To characterize the nature and associations of the CD2BP2 protein, we transfected Jurkat cells (J77) and COS7 cells with the CD2BP2 cDNA tagged with a FLAG epitope. The apparent molecular size (≈50 kDa) detected by anti-FLAG mAb Western blotting is larger in both cell types than that expected based on the theoretical molecular weight (molecular weight = 37.6) (Fig. 2A). This anomalous mobility is likely a consequence of the acidic nature of the CD2BP2 protein (pI = ≈4.49). To determine whether CD2BP2 associates specifically with CD2, we cotransfected COS7 cells with FLAG-CD2BP2 and CD2 cDNAs or, as a control, CD4 cDNA. Subsequently, the CD2 protein was immunoprecipitated with anti-CD2 mAb and association with CD2BP2 examined by Western blotting with anti-FLAG mAb. As shown in Fig. 2B, FLAG-CD2BP2 specifically associates with CD2 (Fig. 2B, lane 2) but not with CD4 (Fig. 2B, lane 4). The amount of CD2BP2 associated with CD2, however, is only a fraction of the CD2BP2 protein expressed in the COS7 cells.

Figure 2.

In vivo binding of CD2 to CD2BP2. (A) Western blot analysis of lysates from parental cells or cells transfected with the cDNA encoding the CD2BP2 protein tagged with an N-terminal FLAG epitope. The FLAG epitope was detected on a protein migrating with apparent MW of 50KD. (Left) Lanes: 1, control untransfected COS7 cells; 2, transiently transfected COS7 cells. (Right) Lanes 3, control untransfected Jurkat (J77) cells; 4, a representative stable Jurkat FLAG-tagged CD2BP2 cDNA transformant. (B) Interaction between CD2BP2 and CD2 in COS7 cells. COS7 cells were transfected with FLAG-CD2BP2 cDNA (lane 1), with FLAG-CD2BP2 and a human CD2 cDNA (lanes 2 and 3), or with FLAG-CD2BP2 and a human CD4 cDNA (lanes 4 and 5) then were lysed and immunoprecipitated with the anti-FLAG mAb M2 (lanes 3 and 5), with anti-CD2 mAb (anti-T11₁) (lanes 1 and 2), or with anti-CD4 mAb (19Thy5D7) (lane 4). Subsequently, the amount of FLAG-CD2BP2 in the immunoprecipitates was assayed by anti-FLAG mAb M2 Western blotting. (C) Binding of CD2BP2 to CD2 in Jurkat transformants. Lysates from control Jurkat cells (lane 2) and Jurkat cells stably transfected with FLAG-CD2BP2 cDNA (lanes 1 and 3–5) were immunoprecipitated with anti-CD2 mAb anti-T11₁ (lane 1), anti-FLAG M2 mAb (lanes 2 and 3), anti-CD4 mAb (lane 4), or the irrelevant leucine zipper mAb 2H11 (lane5), and the associated CD2 protein was detected by using the M32 anti-CD2 rabbit heteroantisera. ECL was used as described.
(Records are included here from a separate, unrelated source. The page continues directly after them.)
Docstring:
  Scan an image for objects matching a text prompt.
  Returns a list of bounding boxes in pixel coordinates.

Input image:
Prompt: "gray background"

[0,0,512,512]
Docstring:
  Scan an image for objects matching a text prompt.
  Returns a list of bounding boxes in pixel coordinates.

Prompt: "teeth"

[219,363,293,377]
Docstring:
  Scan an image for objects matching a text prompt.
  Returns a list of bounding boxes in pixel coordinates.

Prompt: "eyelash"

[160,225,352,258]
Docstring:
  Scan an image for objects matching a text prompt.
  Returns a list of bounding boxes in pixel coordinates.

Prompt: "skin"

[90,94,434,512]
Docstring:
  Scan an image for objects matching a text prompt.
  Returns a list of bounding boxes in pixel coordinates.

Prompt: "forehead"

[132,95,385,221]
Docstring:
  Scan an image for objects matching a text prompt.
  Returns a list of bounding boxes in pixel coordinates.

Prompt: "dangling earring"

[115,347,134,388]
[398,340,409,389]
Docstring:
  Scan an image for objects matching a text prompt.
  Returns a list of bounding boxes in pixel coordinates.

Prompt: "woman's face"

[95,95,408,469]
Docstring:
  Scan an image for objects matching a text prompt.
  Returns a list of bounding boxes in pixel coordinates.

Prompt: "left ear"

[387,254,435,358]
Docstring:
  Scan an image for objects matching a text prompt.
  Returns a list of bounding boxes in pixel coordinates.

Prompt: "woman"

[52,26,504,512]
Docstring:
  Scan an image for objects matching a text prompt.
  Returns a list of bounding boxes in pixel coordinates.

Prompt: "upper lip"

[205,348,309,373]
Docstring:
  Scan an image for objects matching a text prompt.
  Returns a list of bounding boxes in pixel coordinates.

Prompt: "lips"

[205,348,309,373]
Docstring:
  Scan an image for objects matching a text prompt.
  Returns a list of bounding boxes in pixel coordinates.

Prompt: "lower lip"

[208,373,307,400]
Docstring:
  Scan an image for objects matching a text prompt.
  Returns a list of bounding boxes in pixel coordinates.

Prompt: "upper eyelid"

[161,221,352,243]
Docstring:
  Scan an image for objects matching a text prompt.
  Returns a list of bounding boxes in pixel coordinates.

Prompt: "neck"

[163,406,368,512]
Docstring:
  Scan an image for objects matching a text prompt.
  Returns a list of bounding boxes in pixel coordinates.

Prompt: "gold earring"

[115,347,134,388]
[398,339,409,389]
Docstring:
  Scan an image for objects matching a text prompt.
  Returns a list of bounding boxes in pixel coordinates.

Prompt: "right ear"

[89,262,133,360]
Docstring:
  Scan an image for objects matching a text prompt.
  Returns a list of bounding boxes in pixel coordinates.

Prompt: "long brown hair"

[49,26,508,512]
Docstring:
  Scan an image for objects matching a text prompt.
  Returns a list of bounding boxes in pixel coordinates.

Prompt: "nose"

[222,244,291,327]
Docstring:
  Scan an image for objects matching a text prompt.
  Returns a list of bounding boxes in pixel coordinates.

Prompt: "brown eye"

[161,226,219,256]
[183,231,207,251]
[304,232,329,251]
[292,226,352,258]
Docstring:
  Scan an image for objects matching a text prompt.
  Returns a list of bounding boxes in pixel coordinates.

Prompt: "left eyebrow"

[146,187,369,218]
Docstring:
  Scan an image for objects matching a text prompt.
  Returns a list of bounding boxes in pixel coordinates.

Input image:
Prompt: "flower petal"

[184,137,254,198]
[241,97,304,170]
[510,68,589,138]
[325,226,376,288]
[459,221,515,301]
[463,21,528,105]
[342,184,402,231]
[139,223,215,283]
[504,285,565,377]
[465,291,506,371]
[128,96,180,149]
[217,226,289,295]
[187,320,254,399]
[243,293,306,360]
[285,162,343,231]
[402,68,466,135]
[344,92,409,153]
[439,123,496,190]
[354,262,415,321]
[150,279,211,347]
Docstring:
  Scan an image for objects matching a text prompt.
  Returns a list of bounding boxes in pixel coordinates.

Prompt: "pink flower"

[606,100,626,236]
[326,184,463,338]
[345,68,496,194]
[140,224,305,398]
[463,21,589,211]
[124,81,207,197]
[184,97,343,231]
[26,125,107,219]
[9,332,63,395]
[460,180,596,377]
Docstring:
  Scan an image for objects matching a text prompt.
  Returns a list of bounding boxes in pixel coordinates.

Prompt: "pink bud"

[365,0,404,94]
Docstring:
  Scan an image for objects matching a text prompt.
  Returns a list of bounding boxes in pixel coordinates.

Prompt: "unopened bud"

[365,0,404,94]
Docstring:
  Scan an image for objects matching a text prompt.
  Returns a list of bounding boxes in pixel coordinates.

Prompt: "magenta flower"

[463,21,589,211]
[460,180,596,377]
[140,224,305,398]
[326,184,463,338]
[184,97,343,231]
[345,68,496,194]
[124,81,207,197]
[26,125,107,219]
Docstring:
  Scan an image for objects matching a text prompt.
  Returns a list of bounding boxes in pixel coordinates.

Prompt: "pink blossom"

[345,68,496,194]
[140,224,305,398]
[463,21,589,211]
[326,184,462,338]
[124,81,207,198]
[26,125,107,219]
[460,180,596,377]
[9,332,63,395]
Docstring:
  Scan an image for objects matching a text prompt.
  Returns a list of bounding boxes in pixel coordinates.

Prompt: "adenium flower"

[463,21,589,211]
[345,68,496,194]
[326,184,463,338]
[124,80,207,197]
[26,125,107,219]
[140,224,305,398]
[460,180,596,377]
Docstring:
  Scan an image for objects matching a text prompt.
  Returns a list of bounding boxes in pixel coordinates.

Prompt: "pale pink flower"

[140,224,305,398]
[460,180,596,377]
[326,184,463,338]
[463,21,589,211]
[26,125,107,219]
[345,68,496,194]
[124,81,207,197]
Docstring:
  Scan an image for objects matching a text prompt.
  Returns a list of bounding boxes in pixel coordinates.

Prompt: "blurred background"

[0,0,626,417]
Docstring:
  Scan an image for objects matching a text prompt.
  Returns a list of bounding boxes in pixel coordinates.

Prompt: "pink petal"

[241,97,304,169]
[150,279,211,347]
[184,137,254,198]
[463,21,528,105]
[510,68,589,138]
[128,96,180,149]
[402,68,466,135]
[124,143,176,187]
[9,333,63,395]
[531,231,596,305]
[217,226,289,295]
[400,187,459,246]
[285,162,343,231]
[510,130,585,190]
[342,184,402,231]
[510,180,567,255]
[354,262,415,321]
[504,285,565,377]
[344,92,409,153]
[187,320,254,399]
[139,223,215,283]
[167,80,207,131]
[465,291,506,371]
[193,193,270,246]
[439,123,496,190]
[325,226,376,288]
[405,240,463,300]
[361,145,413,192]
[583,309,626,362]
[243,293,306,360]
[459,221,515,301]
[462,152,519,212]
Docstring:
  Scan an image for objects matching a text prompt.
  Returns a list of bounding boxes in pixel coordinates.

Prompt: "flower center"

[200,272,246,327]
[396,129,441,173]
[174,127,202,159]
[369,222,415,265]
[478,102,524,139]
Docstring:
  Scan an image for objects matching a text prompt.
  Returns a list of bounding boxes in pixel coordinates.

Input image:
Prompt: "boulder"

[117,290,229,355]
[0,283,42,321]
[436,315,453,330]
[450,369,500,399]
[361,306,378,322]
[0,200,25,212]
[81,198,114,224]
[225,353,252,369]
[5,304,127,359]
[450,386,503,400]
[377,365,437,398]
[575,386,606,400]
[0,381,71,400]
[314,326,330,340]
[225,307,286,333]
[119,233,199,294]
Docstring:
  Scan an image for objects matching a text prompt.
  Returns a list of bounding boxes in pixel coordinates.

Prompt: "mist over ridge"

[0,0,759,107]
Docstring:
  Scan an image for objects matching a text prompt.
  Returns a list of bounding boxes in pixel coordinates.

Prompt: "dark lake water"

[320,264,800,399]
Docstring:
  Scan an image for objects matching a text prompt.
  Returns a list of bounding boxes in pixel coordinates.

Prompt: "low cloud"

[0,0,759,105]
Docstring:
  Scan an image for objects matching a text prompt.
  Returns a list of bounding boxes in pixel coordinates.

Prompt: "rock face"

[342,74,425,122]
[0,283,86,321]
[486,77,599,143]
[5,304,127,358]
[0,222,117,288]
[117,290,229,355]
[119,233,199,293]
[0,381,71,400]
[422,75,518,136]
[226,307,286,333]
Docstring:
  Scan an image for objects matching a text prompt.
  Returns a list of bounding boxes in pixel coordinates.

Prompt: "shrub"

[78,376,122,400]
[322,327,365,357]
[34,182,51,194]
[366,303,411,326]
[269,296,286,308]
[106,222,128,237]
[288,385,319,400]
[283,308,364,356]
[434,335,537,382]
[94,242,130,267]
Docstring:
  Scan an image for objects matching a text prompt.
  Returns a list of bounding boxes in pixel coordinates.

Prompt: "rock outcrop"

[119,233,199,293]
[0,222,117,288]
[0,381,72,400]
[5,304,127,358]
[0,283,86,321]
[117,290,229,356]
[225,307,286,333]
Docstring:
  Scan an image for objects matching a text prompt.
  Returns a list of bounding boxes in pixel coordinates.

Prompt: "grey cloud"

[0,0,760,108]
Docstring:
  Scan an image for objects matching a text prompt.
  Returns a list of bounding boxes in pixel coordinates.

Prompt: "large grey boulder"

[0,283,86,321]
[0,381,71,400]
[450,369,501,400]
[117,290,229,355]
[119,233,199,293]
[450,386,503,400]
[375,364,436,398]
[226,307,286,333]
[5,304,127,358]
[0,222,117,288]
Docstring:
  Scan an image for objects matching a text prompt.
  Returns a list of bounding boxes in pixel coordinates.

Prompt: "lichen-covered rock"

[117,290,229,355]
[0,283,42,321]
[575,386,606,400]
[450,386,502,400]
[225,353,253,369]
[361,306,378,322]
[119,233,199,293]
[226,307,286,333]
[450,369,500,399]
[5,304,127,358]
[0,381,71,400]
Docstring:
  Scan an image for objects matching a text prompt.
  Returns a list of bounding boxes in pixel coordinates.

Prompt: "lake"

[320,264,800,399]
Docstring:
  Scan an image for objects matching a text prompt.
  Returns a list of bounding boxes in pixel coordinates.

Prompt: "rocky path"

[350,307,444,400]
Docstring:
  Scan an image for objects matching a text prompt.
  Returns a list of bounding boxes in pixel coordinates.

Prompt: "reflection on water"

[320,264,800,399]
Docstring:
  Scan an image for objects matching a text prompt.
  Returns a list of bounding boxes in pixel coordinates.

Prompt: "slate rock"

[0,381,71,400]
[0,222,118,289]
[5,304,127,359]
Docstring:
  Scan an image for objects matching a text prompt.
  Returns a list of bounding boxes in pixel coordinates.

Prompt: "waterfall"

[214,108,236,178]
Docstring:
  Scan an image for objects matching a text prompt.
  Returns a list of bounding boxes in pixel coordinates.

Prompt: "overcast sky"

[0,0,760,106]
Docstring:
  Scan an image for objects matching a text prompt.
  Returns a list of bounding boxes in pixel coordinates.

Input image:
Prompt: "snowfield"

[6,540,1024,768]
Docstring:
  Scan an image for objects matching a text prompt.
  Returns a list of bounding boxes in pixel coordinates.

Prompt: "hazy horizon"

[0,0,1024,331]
To determine next whether the interaction between CD2 and CD2BP2 could be detected in lymphoid cells, lysates of J77 FLAG-CD2BP2 transfectants were immunoprecipitated with anti-FLAG mAb followed by Western blotting with anti-CD2 heteroantisera (Fig. 2C). Although anti-FLAG mAb precipitated CD2 from the Jurkat cells transfected with FLAG-CD2BP2 (Fig. 2C, lane3), anti-CD4 mAb (Fig. 2C, lane4), and an irrelevant control mAb (anti-leucine zipper mAb 2H11) (Fig. 2C, lane 5), anti-CD8 (21Thy2D3) and anti-HLA (W6–32) (unpublished results) showed no significant CD2 coprecipitation. Moreover, as expected, in untransfected J77 cells, no CD2 was detected in the anti-FLAG mAb immunoprecipitate (Fig. 2C, lane 2).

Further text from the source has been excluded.